Output in 1-bit-color mode

Does Retrobatch have a 1-bit-color output option? The one that Photoshop calls “bitmap” – each pixel either black or white, no grayscale in between?

To be specific: Grayscale images with a threshold or a matching color profile won’t do the job. Those look like 1-bit, but technically still are 8-bit (or more) will get rasterized when processed for print, resulting in jaggy lines.

Adobe handles 1-bit-images separately and offers higher resolution and different compression for PDF embedding. Without getting into politics here, I’m looking into Adobe alternatives, and the Affinity suite completely lacks 1-bit-color support, even as an export option.

Try the “Indexed PNG” node before a Write node, and change the Colors: option to "2’. That should do the trick.

Also - make sure the “Keep original type” is set for the Convert to: option.

I’m afraid that doesn’t work. I’ll start at the end: “Keep original type” doesn’t matter. The original image is a grayscale TIFF, and “keeping it original” turns it into a PNG nonetheless, since the previous step was “Indexed PNG”. But setting Convert to: TIFF works too, with identical result:

The result is an image with indexed colours, just as the node suggests. I should have emphasized the “for print” better, because here’s the problem: the indexed colour has no meaning for print and is treated like RGB black: it gets converted to CMYK during PDF export or RIP and ends as C:83%/M:73%/Y:62%/K:88% (in my test, depending on colour profile) – a bit (or actually pretty much) of everything. A 1-bit image for print (like Photoshop’s so-called “bitmap” images) should be 100% black only.
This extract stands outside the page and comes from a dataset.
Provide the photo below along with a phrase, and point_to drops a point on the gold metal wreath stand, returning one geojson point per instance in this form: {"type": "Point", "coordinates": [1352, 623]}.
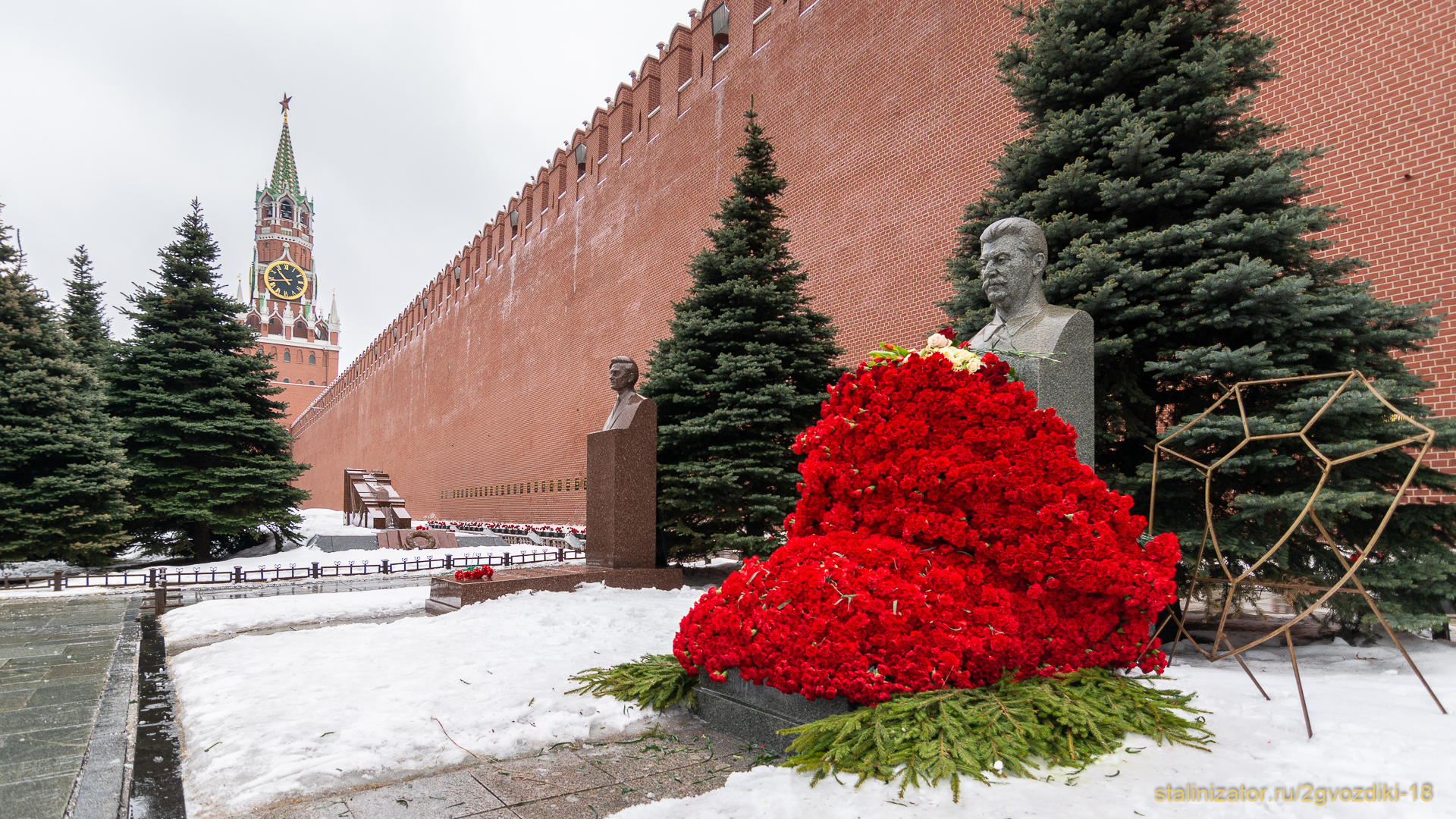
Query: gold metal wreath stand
{"type": "Point", "coordinates": [1232, 582]}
I think I’m following you here, and RB won’t be able to help you out right now. But I’ll consider it a feature request.

For the 1-bit image, a “bitmap” image is just raw data from Photoshop? Or are you saving it as a 1-bit TIFF or BMP?

“Bitmap” in Photoshop is a colour mode in itself; you’d have to go through Mode > Grayscale first to strip all the colours, then choose Mode > Bitmap (screenshots are in German, but you’ll get the idea) to strip everything else. In the next step you get prompted for how you want to reduce it from 256 shades of gray to black and white: by threshold, via rasterization or dithering. This does pretty much the same as a RIP does, which is why print-ready 1-bit images won’t be further rasterized during but just get passed through.

The file can then be saved in several formats, but TIFF for print and PNG for web use are the most common.

I’ll be looking forward to this feature. In the meantime, GraphicConverter will do the job, though not nearly as elegantly. Thanks!